Configuration: different cloud platforms have different ways of providing configuration to applications, ranging from special environment variables they pass to our applications up to broker agents.

The solution was in all cases the same: design against a principle and code against an interface. When we needed an environment feature we encapsulated it in a component that would just pass through call to feature rich cloud platforms and otherwise provide a full implementation for simpler cloud platforms. We generally designed our applications to store any state in cloud-provisioned databases and communicate with each other through message-queues, which were again hidden as implementations behind generic communication components. Configuration was thankfully handled by the excellent spring-cloud library which provides a common configuration API to Spring applications regardless whether they run on a developer machine, a Linux server or one of the many cloud platforms.

Software architecture for automation means keeping things simple and walking that extra mile

Computers are good at performing plain tasks fast, people aren’t good at performing any tasks fast. A computer will do something faster than a human or not do it at all, which makes it an ideal candidate for carrying out automated tasks such as building and deploying software packages, running QA tests and preparing reports. We’ll all agree that these tasks are useful, even necessary and that the software development workflow greatly benefits from these tasks being carried out swiftly without human intervention.

Now, that brings me back to “computers perform tasks either fast or not at all”: if the task is complex and requires considerable intelligence, a computer might not be able to execute it. Ordering complex tasks is easy: you just describe to a team member what you’d like to have done and he’ll figure out the rest. Ordering simple, automated tasks is not easy: you have to invest considerable thought, discipline and upfront manual work into redefining a complex task as a sequence of simple, automatable tasks which the computer can carry out and not all tasks are worth it. In typical software projects the automation of aforementioned build- and QA tasks reduces costs to such a great extent that any non-automatable tasks introduced by a user story will stand out at any sprint planning [9] meeting.

I already praised testing as a great way of improving software, and luckily it is a task that can be completely automated, even including end-to-end testing with different browsers [10]. Generating reports of code metrics, building and deploying packages to multiple environments is also easily automatable and in the age of virtualization and cloud platforms, even different environments can be provisioned automatically.

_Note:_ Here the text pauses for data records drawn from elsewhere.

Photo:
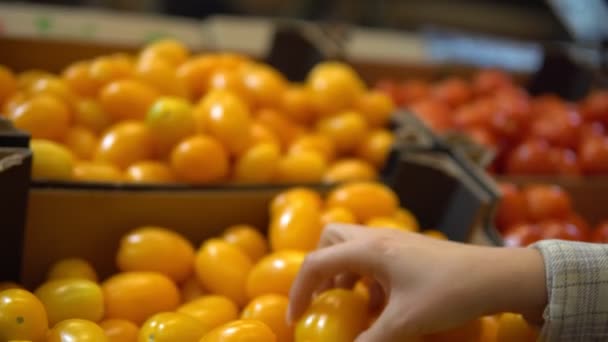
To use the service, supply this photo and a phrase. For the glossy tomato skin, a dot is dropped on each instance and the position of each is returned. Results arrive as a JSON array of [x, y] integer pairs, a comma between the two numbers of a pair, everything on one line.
[[522, 235]]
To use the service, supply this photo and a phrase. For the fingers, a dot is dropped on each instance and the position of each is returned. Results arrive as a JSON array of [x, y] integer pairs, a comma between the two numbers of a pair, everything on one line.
[[326, 263]]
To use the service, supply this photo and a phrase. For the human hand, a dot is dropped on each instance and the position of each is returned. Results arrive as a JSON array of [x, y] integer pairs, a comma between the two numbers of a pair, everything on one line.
[[430, 285]]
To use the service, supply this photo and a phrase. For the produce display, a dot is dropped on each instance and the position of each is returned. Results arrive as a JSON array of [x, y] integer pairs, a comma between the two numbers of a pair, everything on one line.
[[233, 287], [166, 115], [537, 212], [532, 135]]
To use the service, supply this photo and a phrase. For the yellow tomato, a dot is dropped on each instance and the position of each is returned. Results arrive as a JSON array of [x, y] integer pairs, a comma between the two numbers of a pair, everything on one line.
[[127, 99], [258, 164], [296, 227], [337, 215], [200, 159], [376, 147], [51, 160], [43, 116], [72, 268], [334, 86], [222, 268], [365, 200], [150, 172], [119, 330], [97, 172], [77, 330], [295, 196], [275, 273], [71, 298], [271, 310], [125, 143], [171, 327], [301, 167], [224, 116], [135, 296], [22, 316], [241, 331], [247, 238], [211, 311], [350, 170], [170, 120], [336, 315], [156, 249], [346, 130], [81, 141]]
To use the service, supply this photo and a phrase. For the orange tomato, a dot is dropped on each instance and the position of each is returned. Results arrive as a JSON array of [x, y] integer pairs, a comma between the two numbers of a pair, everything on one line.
[[150, 172], [211, 311], [247, 238], [274, 273], [191, 289], [43, 116], [119, 330], [170, 50], [71, 298], [345, 129], [376, 107], [72, 268], [337, 215], [364, 199], [81, 141], [334, 86], [222, 268], [195, 74], [406, 218], [348, 170], [224, 116], [8, 83], [89, 114], [336, 315], [302, 167], [296, 227], [97, 172], [258, 164], [295, 196], [22, 316], [156, 249], [160, 75], [127, 99], [124, 144], [135, 296], [51, 160], [314, 142], [78, 78], [170, 120], [263, 84], [376, 147], [200, 159], [171, 327], [297, 105], [76, 330], [241, 331], [271, 310]]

Risk is dealt with on many levels and the architect is the only role that moves on all these levels

How does the definition of an architect stick with all of this? That was probably the longest streak of “bear with me” I’ve asked readers of this blog to… bear with. A quick recap: we talked about the different types of risks that jeopardize a software project, about the tools that projects (generally speaking) have to deal with those risks and how a software architecture needs to be prepared (specifically speaking) to be able to use these tools and hence mitigate risk.

A common pattern should emerge by now: countering risk means dealing with it on many levels which is where people, processes, requirements, infrastructure, tools and software interface. Whoever deals with risks on the big scope needs to have the big picture while at the same time being able to go into details when countermeasures need to become concrete… and that is, by my definition, the architect.

Wrapping it up

We’ve talked about how a software project is threatened by risk on any of its execution levels: infrastructure, requirements, HR topics, regulations. We then went into general project management techniques that deal with these threats on all levels provided that the software design plays along, which is the responsibility of the software architect to assure.